2014 Brancott Sauvignon Blanc, Marlborough, New Zealand ($13) 

One of New Zealand’s classic producers, Brancott is known for their signature Sauvignon Blanc. With aromatic notes of citrus fruit and fresh herbs, it showcases the uniqueness of Marlborough’s sunny yet cool growing region. A delicious value ringing in at around 125 calories a glass.

Sparkling Wines Wisdom: Champagne, Prosecco, and Cava

Sparkling wine is the overall category of wines. Champagne hails from France, Prosecco from Italy and Cava is from Spain. Champagne is made with grape varieties Pinot Noir, Pinot Meunier and Chardonnay. Prosecco is made with the grape Glera grown in northern Italy, and Cava is the unique sparkler from northeastern Spain using native grapes such as Macabeo, Xarel-lo, and Parellada. 

Pol Roger, Brut Reserve “White Foil” Champagne, France $50

Pure beauty in a bottle. Pol Roger, a family-owned winery that has been producing world-famous bubbly for more than 160 years, still crafts many of the best Champagnes. This non-vintage bottling is made from the three grapes of Champagne and reflects the elegant style Pol Roger is known for producing. Want to sip like royalty? You can since this sparkling was served at Prince William’s wedding reception. 

Villa Sandi “Vigna La Rivetta” Cartizze Prosecco, Valdobbiadene, Italy $40  

This is my favorite Prosecco on the market and ranks among the best sparkling wines in the world in my opinion. Classy and complex, it’s also so deliciously easy to sip. Made with grapes grown in a single vineyard on the steep slopes of the hill of Cartizze in the area of  Valdobbiadene, this wine reflects its birthplace. The sign of a classic. Add it to your list of must-try sparklers. 

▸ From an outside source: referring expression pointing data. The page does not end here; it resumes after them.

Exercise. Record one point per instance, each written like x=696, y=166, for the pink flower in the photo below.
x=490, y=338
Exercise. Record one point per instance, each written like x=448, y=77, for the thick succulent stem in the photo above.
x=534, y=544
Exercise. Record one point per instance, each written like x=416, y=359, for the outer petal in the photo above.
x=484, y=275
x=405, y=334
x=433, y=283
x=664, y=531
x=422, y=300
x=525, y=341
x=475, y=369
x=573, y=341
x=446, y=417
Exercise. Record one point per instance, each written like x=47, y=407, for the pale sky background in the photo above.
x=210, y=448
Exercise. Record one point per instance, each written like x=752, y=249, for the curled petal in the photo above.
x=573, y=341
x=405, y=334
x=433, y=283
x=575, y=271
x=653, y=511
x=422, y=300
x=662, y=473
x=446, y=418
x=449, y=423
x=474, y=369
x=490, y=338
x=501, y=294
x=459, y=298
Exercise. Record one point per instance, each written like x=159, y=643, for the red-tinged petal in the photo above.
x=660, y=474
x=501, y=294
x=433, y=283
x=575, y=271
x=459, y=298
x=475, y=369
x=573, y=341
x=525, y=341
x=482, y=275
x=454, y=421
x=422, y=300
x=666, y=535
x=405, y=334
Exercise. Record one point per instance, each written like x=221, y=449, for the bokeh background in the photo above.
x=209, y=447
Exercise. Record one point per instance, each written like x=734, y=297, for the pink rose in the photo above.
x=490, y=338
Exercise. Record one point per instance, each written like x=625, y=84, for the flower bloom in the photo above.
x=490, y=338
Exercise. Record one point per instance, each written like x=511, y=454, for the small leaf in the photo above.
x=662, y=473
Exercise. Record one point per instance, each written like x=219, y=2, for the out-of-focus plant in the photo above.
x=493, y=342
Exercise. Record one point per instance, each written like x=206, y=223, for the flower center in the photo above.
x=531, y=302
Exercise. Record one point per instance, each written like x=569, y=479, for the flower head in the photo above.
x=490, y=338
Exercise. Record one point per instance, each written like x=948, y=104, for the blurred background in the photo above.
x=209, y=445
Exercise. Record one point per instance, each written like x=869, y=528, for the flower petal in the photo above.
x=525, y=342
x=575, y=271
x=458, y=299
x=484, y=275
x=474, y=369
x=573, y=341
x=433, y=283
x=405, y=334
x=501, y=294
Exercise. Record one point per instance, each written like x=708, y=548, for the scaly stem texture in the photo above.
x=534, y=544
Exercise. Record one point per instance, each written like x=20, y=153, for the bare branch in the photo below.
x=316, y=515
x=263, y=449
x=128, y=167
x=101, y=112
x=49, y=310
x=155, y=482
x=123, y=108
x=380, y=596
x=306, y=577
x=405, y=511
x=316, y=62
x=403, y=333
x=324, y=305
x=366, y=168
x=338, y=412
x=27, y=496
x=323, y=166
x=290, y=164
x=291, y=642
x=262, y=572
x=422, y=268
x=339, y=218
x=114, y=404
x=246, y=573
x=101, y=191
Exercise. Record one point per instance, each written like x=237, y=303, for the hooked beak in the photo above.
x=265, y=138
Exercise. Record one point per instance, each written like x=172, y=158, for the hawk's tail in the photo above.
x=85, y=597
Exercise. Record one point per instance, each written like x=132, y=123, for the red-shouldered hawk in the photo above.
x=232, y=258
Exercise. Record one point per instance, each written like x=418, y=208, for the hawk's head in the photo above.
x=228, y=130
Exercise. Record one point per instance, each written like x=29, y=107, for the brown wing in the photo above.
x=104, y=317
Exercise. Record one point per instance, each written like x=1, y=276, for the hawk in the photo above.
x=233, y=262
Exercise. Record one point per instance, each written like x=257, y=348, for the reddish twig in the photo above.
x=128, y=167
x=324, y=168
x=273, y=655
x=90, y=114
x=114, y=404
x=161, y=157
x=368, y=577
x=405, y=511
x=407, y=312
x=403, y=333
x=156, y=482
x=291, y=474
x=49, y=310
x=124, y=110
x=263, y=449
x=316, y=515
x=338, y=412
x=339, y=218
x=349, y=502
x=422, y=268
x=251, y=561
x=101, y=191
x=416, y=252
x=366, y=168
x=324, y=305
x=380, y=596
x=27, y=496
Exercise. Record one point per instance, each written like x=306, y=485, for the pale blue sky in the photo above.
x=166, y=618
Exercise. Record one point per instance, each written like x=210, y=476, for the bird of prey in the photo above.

Codorniu “Anna de Codorniu” Brut Cava, Spain $15  

This historic property dates to 1551 and the name pays homage to one of the family members, Anna, who helped create the Codorniu legend. This cuvée blends Chardonnay with the native varieties to add a modern twist to classic Cava. 

Wine Wisdom: Points 

2012 Esporao “Assobio”, Douro, Portugal $13 

A great value that you’ll want to stock up on by the case. Hearty, spicy, and full bodied, this red is made from the grape varieties that are famed for Port production including Touriga Nacional, Touriga Franca and Tinta Roriz. Perfect for pairing with braised meats, soups, and rich winter dishes.